Commentators are reacting harshly to news of an attack
on famous Danish cartoonist Kurt Westergaard, whose work ignited the 2005 Muhammed cartoon uproar. Mr. Westergaard is safe, having fled with his grandchild to a panic room and called the police, who arrived and wounded the young Somali suspect, now charged with attempted murder. Both the attempt and the online response to it, however, show that even five years later, the cartoon incident continues to spark strong emotions.
- Will It Ever End? "It's amazing," comments James Joyner, editor of the Atlantic Council, at Outside the Beltway, "that this man has to live like this five years after drawing some cartoons.
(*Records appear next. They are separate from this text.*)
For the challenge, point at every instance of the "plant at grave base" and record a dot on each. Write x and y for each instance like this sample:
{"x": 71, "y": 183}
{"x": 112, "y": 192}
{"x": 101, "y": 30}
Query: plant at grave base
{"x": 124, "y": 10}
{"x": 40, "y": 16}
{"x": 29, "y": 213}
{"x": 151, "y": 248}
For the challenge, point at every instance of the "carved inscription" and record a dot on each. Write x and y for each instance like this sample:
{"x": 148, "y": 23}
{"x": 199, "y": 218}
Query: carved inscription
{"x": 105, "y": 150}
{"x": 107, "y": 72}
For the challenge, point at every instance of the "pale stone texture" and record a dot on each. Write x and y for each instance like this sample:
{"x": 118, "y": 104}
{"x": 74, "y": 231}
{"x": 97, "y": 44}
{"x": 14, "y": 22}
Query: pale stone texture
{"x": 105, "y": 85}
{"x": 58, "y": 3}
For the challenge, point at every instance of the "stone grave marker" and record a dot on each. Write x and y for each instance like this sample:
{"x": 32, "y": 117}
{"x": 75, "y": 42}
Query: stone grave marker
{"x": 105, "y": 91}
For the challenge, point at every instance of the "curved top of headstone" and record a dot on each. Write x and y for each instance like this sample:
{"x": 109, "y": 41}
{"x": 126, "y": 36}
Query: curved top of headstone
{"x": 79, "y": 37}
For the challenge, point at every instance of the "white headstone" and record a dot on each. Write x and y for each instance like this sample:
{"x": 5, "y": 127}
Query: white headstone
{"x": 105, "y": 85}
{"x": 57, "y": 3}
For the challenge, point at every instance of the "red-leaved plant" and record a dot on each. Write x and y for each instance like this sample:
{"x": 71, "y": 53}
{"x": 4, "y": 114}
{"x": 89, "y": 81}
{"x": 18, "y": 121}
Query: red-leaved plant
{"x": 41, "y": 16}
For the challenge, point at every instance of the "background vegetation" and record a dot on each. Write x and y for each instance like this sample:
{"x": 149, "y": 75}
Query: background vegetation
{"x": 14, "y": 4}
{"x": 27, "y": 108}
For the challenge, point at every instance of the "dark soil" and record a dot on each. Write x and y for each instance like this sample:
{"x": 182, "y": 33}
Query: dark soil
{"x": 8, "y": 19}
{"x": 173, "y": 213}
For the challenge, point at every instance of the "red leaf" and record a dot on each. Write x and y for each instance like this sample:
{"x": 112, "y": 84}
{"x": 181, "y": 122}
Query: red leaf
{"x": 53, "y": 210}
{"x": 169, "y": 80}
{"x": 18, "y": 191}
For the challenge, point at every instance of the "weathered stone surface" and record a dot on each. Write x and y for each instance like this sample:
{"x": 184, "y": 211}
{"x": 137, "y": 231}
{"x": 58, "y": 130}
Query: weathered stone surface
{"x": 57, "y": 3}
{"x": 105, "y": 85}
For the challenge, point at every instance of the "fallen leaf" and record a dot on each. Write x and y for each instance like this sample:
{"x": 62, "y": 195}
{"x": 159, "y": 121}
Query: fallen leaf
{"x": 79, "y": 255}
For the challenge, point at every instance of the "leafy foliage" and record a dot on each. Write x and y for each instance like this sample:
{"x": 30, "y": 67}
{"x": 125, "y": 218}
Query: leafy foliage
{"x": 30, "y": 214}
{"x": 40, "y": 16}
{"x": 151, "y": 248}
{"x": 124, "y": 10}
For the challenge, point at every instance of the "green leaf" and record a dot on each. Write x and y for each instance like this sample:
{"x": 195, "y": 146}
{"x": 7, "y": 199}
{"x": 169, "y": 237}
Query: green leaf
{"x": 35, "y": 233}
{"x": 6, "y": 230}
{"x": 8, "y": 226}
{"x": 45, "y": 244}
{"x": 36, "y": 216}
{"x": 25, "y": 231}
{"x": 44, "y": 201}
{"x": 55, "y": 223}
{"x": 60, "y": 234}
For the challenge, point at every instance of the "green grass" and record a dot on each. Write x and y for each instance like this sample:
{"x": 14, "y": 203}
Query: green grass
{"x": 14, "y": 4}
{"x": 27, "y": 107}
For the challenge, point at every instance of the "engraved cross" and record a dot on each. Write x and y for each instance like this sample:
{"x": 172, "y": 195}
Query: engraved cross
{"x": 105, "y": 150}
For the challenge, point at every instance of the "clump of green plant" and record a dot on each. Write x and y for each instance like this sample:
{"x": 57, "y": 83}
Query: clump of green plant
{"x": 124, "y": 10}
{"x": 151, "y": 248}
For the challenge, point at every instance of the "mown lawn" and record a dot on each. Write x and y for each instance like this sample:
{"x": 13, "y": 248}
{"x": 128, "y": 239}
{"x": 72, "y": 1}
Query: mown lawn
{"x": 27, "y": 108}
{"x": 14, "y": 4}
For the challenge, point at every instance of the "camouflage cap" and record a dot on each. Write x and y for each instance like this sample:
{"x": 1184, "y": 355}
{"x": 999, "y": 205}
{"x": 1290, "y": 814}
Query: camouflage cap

Then again, Salman Rushdie has been under death threat for more than twenty years for writing a book."
- Danish Shock In analysis for the London Times,
foreign staff remark that news of the assassination attempt "came as a
shock in Denmark which thought that it had closed the chapter of the
controversy that led to deaths in protests in Afghanistan, Lebanon,
Nigeria, Pakistan and Somalia, attacks on Danish embassies and the
withdrawal of ambassadors from Iran, Libya, Syria and Saudi Arabia."
- 'Nearly a Free-Speech Martyr,' declares Crunchy Con blogger Rod Dreher, incensed over the notion of an attempted murder in front of the cartoonist's grandchild "over a drawing ... There's no reasoning with them," he continues, presumably referring to extremists, "any more than there's reasoning with the SS man coming through the door."
- Way to Confirm the Original Cartoon While noting that "hundreds of thousands [of Muslims] are fighting and dying on the side of law, order, rationality, and humanity," Jules Crittenden remarks that "the part I've always found ironic is how, in [the extremists'] rage over a cartoon, they demonstrate what a devastatingly spot-on satire it was." He pastes in, for reader reference, the Westergaard drawing of the prophet with a bomb for a turban.